On the Right Bank, there were good wines from Pomerol, though here and in Saint-Émilion, I think the contrast with 2009 and 2010 is more marked than on the other side of the river.
While swirling and spitting, I chatted with Paolo Baracchino, one of the best-known Italian wine critics, who has been coming to Bordeaux for years for en primeur week.
“The 2011 red wines are deceptive,” he said. “They start out silky. They have fresh fruit and are nicely balanced. But the finish is often quite harsh.”

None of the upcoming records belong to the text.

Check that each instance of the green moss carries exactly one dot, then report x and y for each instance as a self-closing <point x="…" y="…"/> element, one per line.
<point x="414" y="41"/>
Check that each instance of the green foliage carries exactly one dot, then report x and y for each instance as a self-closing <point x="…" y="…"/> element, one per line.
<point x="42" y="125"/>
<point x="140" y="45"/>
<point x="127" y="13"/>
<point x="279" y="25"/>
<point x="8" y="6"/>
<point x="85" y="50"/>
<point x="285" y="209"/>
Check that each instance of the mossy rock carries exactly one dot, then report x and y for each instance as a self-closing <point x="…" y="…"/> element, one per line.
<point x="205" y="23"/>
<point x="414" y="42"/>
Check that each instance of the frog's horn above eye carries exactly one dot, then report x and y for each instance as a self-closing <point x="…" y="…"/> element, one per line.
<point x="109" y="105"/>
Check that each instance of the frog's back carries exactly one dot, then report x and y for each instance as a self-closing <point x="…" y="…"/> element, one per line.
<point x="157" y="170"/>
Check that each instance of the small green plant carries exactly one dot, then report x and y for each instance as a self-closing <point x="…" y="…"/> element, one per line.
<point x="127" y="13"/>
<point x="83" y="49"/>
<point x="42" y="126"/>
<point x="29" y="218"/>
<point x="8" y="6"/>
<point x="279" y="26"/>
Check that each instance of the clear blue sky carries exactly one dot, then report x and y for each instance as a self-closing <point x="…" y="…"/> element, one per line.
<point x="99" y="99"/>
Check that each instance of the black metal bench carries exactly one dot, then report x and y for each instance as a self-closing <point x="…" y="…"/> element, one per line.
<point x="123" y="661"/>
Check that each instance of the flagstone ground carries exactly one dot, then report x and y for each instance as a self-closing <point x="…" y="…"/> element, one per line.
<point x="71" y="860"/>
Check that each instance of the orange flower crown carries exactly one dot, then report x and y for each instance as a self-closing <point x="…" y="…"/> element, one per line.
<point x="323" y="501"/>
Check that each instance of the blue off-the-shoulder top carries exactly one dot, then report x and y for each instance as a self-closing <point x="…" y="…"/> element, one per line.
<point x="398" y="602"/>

Some chateaus would have done better, he felt, if they had not tried so hard for a repeat of their amply endowed 2009s or 2010s. Indeed, I wonder whether the fruit or the tannins — dry substances that give red Bordeaux its structure but also its youthful astringency — will ultimately win the tug of war in the 2011s.
I have no such concerns about the potential of the whites. Both the dry whites of Pessac-Léognan and the sweet wines of the Sauternes and Barsac appellations are very promising.
While the cool, damp summer created problems for the red grapes, it was good for the whites, giving them the high acidity that provides freshness. Unlike some whites from cool summers, however, these wines are densely structured and intensely flavored.
In Pessac-Léognan, Domaine de Chevalier showed a white 2011 that already tasted like a complete wine, even at this early stage. The dry whites of several other chateaux, like Larrivet Haut-Brion, Pape-Clément, Fieuzal and Smith-Haut-Lafitte, were not far behind.
The sweet 2011s from Sauternes and Barsac might be even better. One chateau after another displayed wines with perfect botrytis — that is, the “noble rot” that gives these nectars their rich, complex textures and flavors.
“Such a vigorous burst of noble rot is rare,” Denis Dubourdieu, a winemaker and oenologist, wrote in a report on the 2011 vintage. “In 40 years of making wine in the region, I have only seen this phenomenon twice, in 2009 and 2011.”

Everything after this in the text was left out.